His family lived in railwaymen's accommodation in the important railway town of Bhusawal, northeast of Mumbai, with a neat lawn and mango trees, and chickens, ducks and geese running in the yard, he recalled.
"There were 30 or 40 Anglo-Indian families at that time. We had a great time but those days are only memories, they have all gone," the 56-year-old bachelor told AFP in an interview.
"I'm the last Anglo-Indian motorman left on the Central Railway. I don't think there's anyone following in my footsteps."
Baldrey who is Christian, speaks fluent if accented English and stands a strapping six feet (1.8 metres) tall, has never visited the country of his ancestors.
For him, it is a distant concept, as far away as Mumbai's landmark main raliway station, Chhatrapati Shivaji Terminus, is from its architectural counterpart in London, St Pancras station.
Baldrey began his career as an assistant train driver in 1974, following his father, Eric, who started out as a fireman on steam engines in the city of Nagpur in 1939.
Both his grandfathers were drivers on the Indian railways, which first began criss-crossing the sub-continent in the 1850s.
His lifelong love affair with the profession began as a child when he travelled on the footplate of his father's engine as it chugged from Bhusawal to Nagpur and beyond.

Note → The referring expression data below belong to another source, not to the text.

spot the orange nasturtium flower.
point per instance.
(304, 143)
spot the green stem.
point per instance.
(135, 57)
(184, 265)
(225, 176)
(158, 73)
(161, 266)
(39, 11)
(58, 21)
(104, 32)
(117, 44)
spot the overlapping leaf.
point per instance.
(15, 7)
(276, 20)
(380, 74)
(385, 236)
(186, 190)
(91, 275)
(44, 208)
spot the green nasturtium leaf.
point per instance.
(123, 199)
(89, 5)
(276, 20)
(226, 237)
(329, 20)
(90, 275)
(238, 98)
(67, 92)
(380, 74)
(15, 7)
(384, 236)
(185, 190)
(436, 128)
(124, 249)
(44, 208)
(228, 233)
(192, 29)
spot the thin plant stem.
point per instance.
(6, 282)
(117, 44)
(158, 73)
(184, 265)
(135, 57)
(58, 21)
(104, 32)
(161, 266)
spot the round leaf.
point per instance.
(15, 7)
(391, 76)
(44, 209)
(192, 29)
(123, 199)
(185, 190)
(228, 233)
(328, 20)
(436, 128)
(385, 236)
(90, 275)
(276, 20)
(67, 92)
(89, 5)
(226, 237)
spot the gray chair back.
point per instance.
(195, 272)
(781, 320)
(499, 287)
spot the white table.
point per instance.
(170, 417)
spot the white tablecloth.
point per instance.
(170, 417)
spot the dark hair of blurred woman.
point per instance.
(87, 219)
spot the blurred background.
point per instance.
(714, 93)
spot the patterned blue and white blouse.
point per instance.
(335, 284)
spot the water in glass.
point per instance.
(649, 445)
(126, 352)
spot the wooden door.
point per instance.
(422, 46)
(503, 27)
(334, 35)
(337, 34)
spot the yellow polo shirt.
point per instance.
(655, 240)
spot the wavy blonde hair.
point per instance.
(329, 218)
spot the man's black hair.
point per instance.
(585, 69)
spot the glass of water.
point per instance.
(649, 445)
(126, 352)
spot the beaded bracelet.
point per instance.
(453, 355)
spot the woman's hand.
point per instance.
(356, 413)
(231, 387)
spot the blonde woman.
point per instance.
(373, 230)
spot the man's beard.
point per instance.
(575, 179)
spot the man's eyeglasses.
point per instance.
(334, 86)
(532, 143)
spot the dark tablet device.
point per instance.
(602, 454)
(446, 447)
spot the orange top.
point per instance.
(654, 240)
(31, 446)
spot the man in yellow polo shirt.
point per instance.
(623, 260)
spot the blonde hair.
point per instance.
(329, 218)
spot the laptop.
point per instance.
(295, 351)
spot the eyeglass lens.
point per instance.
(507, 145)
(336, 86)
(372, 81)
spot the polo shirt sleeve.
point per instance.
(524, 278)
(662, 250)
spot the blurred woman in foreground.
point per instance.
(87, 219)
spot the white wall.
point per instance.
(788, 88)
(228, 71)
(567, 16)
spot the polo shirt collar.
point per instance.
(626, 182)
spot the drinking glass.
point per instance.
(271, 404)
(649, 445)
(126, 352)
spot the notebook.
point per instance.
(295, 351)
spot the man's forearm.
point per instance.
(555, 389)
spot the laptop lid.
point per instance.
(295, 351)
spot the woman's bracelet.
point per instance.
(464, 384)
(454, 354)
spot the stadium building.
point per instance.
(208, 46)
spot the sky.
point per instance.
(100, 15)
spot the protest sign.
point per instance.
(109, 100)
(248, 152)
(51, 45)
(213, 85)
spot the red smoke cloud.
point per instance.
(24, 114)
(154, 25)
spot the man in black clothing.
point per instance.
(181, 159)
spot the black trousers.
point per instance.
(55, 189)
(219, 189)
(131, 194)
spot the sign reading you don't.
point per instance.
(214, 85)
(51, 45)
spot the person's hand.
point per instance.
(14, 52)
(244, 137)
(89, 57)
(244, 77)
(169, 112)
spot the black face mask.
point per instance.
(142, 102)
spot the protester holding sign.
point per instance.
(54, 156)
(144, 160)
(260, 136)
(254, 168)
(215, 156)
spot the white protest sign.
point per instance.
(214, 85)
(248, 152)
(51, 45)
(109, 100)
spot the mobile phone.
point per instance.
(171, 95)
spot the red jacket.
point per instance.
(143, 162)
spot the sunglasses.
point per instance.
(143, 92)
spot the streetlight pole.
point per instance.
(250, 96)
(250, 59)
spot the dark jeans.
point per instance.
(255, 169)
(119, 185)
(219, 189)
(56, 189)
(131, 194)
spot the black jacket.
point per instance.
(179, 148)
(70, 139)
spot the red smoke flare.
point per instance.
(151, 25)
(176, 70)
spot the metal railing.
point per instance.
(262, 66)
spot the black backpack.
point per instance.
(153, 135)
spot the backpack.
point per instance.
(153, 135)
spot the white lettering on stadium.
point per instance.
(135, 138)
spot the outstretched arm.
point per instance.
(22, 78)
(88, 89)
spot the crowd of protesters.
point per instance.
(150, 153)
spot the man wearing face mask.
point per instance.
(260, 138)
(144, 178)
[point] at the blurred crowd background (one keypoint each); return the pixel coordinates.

"I was quite curious, you see, to see what dad's work was all about. I just thought: this is a very adventurous job," he explained with a smile, running his hand through his black hair.
His mind was made up, he said, in his mid-teens and by the time he was 22, he achieved his boyhood dream when he started work for one of the biggest regional networks on Indian Railways.
"It's very interesting, very challenging and very adventurous. Of course, there are ups and downs, sometimes we have bad times, sometimes we have good times, he said.
By "bad times," Baldrey means dealing with the brutal reality of the Mumbai rail network: the dozen or so people a day who are killed when they are hit by or fall off the city's overcrowded trains.
"We have trespassers where we mow down people. It's not our fault. We have to clear the tracks. They are the bad times you face," he said, adding: "Of course, you get seasoned to it, this is part of our job."
On any given day, Baldrey can be found plying the 80- to 100-mile (130- to 160-kilometre) routes from Chhatrapati Shivaji Terminus to Kasara on the northeast line and Khopoli, to the southeast of the city.
He then returns home to Kalyan, a northeastern suburb of India's financial capital, where he lives with his 43-year-old brother David and his family, and their 79-year-old mother Monica.
Sister Sharon, 50, lives nearby and another brother, Glenn, 54, also works on the railways, as an engineer.
In his spare time, Baldrey can be found at the local Pentecostal church or working out to maintain his sturdy physique.
His mother arrived in India in the mid-1950s, as Britain endured post-war austerity and the death throes of its once-mighty Empire, only returning to see her family nearly half a century later.
"I don't know much about Britain," said Baldrey, who also has family in west London.
"I would have loved to have gone to see my aunties and uncles, my dad's brothers. God willing, I could visit after my retirement. It might be possible."